The United States' National Institute of Standards and Technology ("NIST") has issued a final version of its interagency report on blockchain-distributed ledger technology. The Blockchain Technology Overview provides a high-level overview and explanations, inter alia, on how blockchain works, the characteristics of this emerging technology that has enabled the development of several cryptocurrency systems, the blockchain components and consensus models, and its application processes, known as smart contracts. As explained by NIST, the report is designed as an introduction to provide the foundation for a planned series of publications on more specific aspects of blockchain.

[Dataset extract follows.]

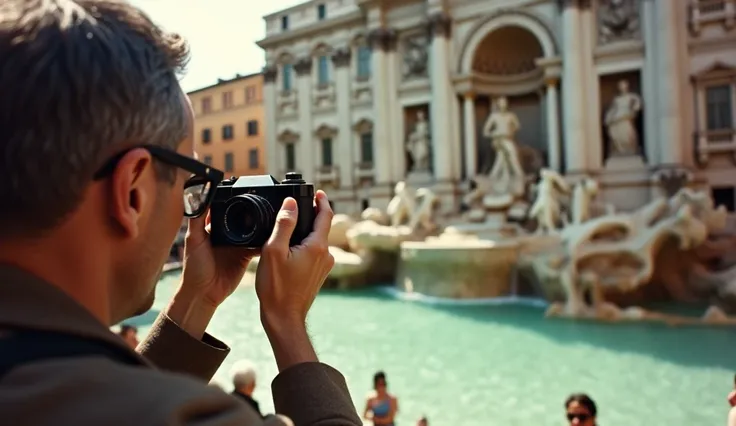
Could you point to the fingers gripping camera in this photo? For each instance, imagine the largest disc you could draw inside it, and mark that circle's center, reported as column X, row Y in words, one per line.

The report highlights some of the limitations and misconceptions of blockchain technology in order to prevent organisations from incorrectly incorporation. These misconceptions include the following:
- Immutability: Although the blockchain is usually described as immutable, there are different ways in which the concept of immutability for blockchain ledgers can be violated. For instance, for some blockchain implementations, some blocks are subject to being replaced by a longer chain with different "tail" blocks;
- Cybersecurity: The use of blockchain does not remove inherent cybersecurity risks, and as a result, a robust cybersecurity program is still required in order to provide protection from cyber threats. A common misconception is that blockchain is so secure, that once a transaction is committed to the blockchain it cannot be changed. However, this fact is not necessarily true when it comes to transactions that have not yet been included in a published block within the blockchain; and
- Users involved in blockchain governance: According to the report, another misconception is that blockchain networks lack control and ownership. In fact, this claim is not strictly true since, for example, authorised blockchain networks are generally set-up and run by an owner or consortium, who governs the blockchain network.
According to the report, blockchain technology solutions can be relevant to activities or systems that require features such as numerous participants; a need for a decentralised naming service; or a need for cryptographically secure system ownership.